June 6, 2008


Asking the right questions

So why is a newspaper company and not a broadcaster launching Singapore’s first interactive online TV station? The answer to that question, posed earlier this week at a gathering of media executives exploring the future of media, highlights one of the most important issues the industry is facing that, oddly enough, tends to get overlooked.

“Technology is not really an issue”, said TVB.com COO Ivy Wong, drafted in as an honorary representative of the TV industry. (Felix Soh, the Singapore Press Holdings director launching the new station – RazorTV – tactfully declined to answer). It’s easier for a publisher to jump into online TV, Wong explained, because there’s little danger of cannibalizing existing revenues. For a TV company, the shift is a little trickier – something that TVB for instance, as a dominant TV player, is still trying to figure out.

As Wong knows, there’s a lot more to the future of media than getting to grips with websites and mobile phones – a perspective that got a rare but welcome airing in the Hong Kong Foreign Correspondents Club earlier this week, at a special luncheon jointly convened by the Society of Publishers in Asia and the Asia Digital Media Association. In fact, the almost universally accepted transition to digital platforms, with market conditions now determining how fast media owners take the plunge, arguably requires no crystal-ball gazing at all. Attendees pondered the next big question for media instead – namely, if media owners can’t make as much money in the future as they did in the past, what kind of business do they have?

For instance, what does tomorrow hold in store for publications such as Time and Newsweek, with reputations based on quality journalism, when they keep cutting back on editorial resources? asked Torie Henderson, MD of the division handling international business at media agency OMD. “One of the bigger challenges they face over the next five to seven years is how to maintain their relevance to their audience,” she said. “I think they’ve lost that.”

Rather than needlessly remind media owners that digital media cannot be ignored, a more direct issue is how media companies can get a return on the sizable investments necessary to move online, where scale plays such an important role.

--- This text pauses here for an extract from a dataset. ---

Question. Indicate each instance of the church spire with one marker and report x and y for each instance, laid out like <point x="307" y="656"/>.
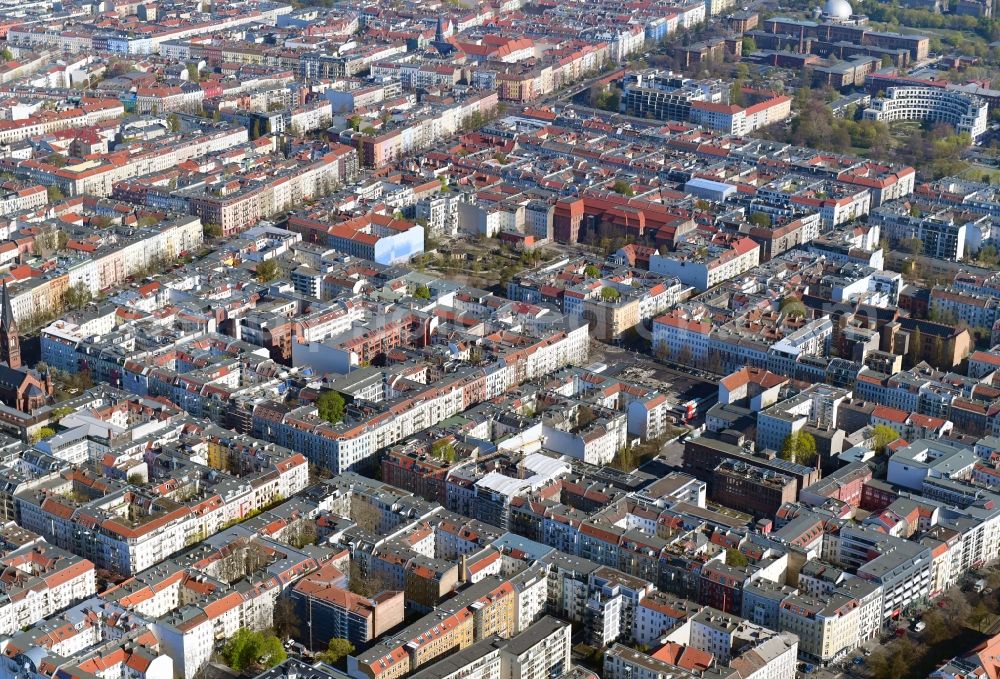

Discussion at the FCC honed in on some key areas. What can media owners do to prevent declining ad revenues as media choices multiply? How to jumpstart subscription revenues from consumers increasingly accustomed to getting things for free? As well as what kind of offer will continue to attract consumers, and advertisers?

The answers are by no means easy to come by, and could well involve some painful decisions negotiating what media companies want to do and what they can do, in order to survive. On the basis of the lunch at the FCC however, industry professionals are asking themselves the right questions.